Functional, lazy-evaluated dataset manipulation library for ML in Python

This software is at a very early stage of development and is not at all complete or stable

Flazy is a Spark-inspired Dataset management library for machine learning in Python, providing functional APIs and convenience methods for reading and writing from various data formats. Its intended use cases are:

  • Short and convenient code for reading datasets for ML, without a vendor lock-in
  • Streaming data into ML pipelines with on-the-fly preprocessing/augmentation
  • Randomized sampling from large datasets that does not fit into memory (a la Pescador)
  • ETL-style data munging that fits reasonably in a machine (< 1TB, I'd say)

Basic Usage

All functionalities of Flazy are accessible through the Dataset class:

from flazy import Dataset

Dataset(range(10)).foreach(print)  # prints numbers 0-9

If you are familiar with Spark's RDD or tf.data.Dataset, its functional transformation APIs should look familiar:

Dataset(range(10)).filter(lambda x: x % 2 == 1).foreach(print)  # prints 1, 3, 5, 7, 9

Dataset itself is a Python iterable, which you can use like any collections:

sum(Dataset(range(10)).map(lambda x: x + 1))  # sum of integers up to 10: 55

Dataset comes with a handful of methods for lazy-evaluated functional transformations. For the full list, please refer to the source code for now, until the documentation site is ready.

Reading Data

If the data fits in the memory, the easiest way to create a Dataset is to pass the lists as its arguments. If multiple of them are given, the dataset behaves as a collection of tuples:

import numpy as np

data = Dataset(np.array([[1, 2, 3], [4, 5, 6]]), [0, 1])

# output:
#     (array([1, 2, 3]), 0)
#     (array([4, 5, 6]), 1)

When they are fed as keyword arguments, the dataset emits dictionaries instead:

data = Dataset(features=np.array([[1, 2, 3], [4, 5, 6]]), labels=[0, 1])

# output:
#     {'features': array([1, 2, 3]), 'labels': 0}
#     {'features': array([4, 5, 6]), 'labels': 1}

Please note that it naturally splits the first dimension of the numpy array, treating it as an iterable over the other dimensions. This is suitable when you have a dataset in a single chunk of Numpy array.
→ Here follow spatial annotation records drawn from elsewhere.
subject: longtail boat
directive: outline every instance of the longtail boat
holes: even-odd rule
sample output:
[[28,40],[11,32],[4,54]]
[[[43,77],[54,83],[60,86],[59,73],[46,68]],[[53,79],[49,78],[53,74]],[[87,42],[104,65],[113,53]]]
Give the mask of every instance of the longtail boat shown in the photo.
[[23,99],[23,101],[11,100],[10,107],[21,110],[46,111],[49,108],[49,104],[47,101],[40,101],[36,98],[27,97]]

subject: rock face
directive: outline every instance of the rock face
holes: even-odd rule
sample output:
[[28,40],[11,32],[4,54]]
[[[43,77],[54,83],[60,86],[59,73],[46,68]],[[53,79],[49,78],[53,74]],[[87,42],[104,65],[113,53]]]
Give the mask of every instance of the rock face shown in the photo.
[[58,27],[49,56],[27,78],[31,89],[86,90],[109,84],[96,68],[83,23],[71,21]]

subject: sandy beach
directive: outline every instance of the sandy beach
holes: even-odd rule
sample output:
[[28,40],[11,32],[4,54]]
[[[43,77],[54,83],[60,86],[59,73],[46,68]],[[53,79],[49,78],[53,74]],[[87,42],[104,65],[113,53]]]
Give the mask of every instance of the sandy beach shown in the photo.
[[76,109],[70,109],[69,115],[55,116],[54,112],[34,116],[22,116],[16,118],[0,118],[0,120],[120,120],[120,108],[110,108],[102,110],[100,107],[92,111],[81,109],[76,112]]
Dataset has helper methods to read directly from a supported format, such as tfrecords:

data = Dataset.read.tfrecord('nsynth-test.tfrecord', keys=['audio', 'pitch'], compression='gzip')

# output:
# {'audio': array([ 3.8138387e-06, -3.8721851e-06,  3.9331076e-06, ...,
#       -3.6526076e-06,  3.7041993e-06, -3.7578957e-06], dtype=float32), 'pitch': array([100], dtype=int64)}

Feeding Data

Before feeding, you might want to create a mini-batch of the samples, which is incredibly easy:

data = Dataset(a=range(10), b=range(10, 20))

# output:
#     {'a': array([0., 1., 2., 3.], dtype=float32), 'b': array([10., 11., 12., 13.], dtype=float32)}
#     {'a': array([4., 5., 6., 7.], dtype=float32), 'b': array([14., 15., 16., 17.], dtype=float32)}

Dataset recognizes whether each item is a dictionary or tuples, and builds a Numpy array with a batch dimension prepended.

If you just need to reconstruct the whole data as a single object after some transformations, there are two methods:

data = Dataset(a=range(10), b=range(10, 20))
data.list()     # returns the list of dicts: [{'a': 0, 'b': 10}, ..., {'a': 9, 'b': 19}]
data.collect()  # returns a dict of Numpy arrays: {'a': array([0, .., 9]), 'b': array([10, ..., 19])}

If the dataset is made infinite, e.g. by calling repeat(), using a generator would be appropriate. Because Dataset is an iterable and generator is a special case of iterator, an iter() call is needed to get a generator that iterates over the items.

data = # a Dataset instance ...
model = # build a Keras model ...
model.fit_generator(iter(data), ...)

Dataset.tensorflow() converts the dataset to a tf.data.Dataset object that can be further plugged into a TensorFlow pipeline:

import numpy as np
import tensorflow as tf
from flazy import Dataset

dataset: tf.data.Dataset = Dataset(feature=np.random.randn(3, 3), label=[1, 2, 3]).tensorflow()

with tf.Session() as sess:
  input_op = dataset.make_one_shot_iterator().get_next()

# outputs:
#     {'feature': array([0.45149828, 0.25305908, 1.47109173]), 'label': 1}
#     {'feature': array([-1.70763778, -1.1286721 ,  0.31254167]), 'label': 2}
#     {'feature': array([0.1586513 , 0.73838646, 1.57444576]), 'label': 3}          

Future Work

A non-exhaustive list of planned work:

  • reader/writers for tfrecords, npz, common image/audio formats, hdf5, etc.
  • more stable multithreading/multiprocessing
  • examples in examples directory
  • documentation website
  • more extensive test suites and coverage measurement